Off to Sea


Ashley Bryan (1923–2022)
Water-Front Streets (from Sail Away), 2015
Collage of cut colored papers with graphite and printed text mounted on a tracing paper overlay
The Morgan Library & Museum, Gift of the Ashley Bryan Center; 2021.25:5

Courtesy of Smithsonian Folkways Recordings. (p) 1955. Used by permission.
© 2022 The Ashley Bryan Center. Used with Permission. All Rights Reserved


Sandy Campbell: In this recording, Langston Hughes describes going to sea as a young man and recites two of the poems that came out of that experience, “Water Front Streets” and “Long Trip.”

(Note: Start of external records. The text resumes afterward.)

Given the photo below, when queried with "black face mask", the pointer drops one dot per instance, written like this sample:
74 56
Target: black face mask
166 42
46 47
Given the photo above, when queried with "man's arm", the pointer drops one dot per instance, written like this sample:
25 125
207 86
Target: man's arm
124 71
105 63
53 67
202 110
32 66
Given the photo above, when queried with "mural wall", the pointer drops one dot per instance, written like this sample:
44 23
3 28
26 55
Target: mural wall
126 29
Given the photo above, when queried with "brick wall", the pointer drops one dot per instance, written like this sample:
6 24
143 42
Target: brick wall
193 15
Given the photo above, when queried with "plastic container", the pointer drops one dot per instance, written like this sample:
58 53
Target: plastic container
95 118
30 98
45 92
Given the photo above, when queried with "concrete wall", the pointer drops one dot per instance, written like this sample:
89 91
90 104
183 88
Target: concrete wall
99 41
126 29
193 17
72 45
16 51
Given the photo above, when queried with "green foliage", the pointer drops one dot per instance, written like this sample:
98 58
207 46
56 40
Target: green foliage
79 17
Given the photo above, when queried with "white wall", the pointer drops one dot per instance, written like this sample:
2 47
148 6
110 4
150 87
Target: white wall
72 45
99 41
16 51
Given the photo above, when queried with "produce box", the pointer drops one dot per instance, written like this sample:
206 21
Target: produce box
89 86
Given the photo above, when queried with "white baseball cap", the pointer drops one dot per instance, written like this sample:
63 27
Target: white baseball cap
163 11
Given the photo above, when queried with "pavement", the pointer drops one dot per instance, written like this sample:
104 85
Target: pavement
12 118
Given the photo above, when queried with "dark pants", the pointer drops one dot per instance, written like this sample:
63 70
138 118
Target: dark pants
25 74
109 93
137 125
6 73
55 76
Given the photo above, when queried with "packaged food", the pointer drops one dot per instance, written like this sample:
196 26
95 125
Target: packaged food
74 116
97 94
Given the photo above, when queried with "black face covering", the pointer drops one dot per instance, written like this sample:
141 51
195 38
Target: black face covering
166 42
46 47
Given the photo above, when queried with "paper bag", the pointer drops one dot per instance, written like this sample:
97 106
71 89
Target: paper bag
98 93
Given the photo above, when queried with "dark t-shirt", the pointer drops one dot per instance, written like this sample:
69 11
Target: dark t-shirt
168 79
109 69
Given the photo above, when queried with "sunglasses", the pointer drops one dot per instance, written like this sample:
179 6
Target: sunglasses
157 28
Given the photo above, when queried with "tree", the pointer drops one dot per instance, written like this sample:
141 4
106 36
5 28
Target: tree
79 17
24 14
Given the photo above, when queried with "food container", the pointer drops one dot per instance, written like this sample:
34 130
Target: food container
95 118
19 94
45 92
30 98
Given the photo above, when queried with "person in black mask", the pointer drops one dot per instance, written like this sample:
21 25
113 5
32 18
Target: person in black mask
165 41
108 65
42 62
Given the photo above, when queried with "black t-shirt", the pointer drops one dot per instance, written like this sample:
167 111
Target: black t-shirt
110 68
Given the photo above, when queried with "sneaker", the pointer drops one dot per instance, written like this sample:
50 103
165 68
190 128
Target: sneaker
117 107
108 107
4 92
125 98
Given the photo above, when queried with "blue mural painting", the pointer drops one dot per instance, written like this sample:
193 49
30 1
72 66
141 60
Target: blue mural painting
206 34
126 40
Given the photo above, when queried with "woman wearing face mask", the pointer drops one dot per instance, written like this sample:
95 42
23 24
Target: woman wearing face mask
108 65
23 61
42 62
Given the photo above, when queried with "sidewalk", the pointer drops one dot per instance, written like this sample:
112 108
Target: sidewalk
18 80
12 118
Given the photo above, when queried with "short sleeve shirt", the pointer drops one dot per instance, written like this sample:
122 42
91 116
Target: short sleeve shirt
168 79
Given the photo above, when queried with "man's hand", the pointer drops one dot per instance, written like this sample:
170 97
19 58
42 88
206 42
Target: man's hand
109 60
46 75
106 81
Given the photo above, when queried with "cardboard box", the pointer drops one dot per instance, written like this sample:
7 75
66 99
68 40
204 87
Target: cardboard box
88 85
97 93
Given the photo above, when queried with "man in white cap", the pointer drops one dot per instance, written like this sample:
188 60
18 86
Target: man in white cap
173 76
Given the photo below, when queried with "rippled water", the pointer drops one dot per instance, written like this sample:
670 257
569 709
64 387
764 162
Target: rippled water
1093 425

Langston Hughes: Once one of my dreams was to cross the Atlantic and see the world on the other side. So as a young man, I went down to the waterfront in New York and I began to try to get work as a seaman on the boats. The streets facing the piers were wide, busy, old dirty streets. Although it was spring, there were no trees or flowers, only warehouses and dark fronts and cobblestones and trucks. It was then that I wrote this poem called “Water Front Streets.” The spring is not so beautiful there. But dream ships sail away to where the spring is wondrous rare and life is gay. The spring is not so beautiful there, but lads put out to sea, who carry beauties in their hearts and dreams, like me.

Certainly one of my dreams then was to work my way across the ocean. That dream came true. I found a job on a freighter going to Africa. It took almost three weeks to cross the Atlantic from New York to Dakar in Senegal. One of my first poems about the ocean was this one called, “Long Trip.” The sea is a wilderness of waves, a desert of water. We dip and dive, rise and roll, hide and are hidden on the sea. Day, night, night, day. The sea is a desert of waves, a wilderness of water.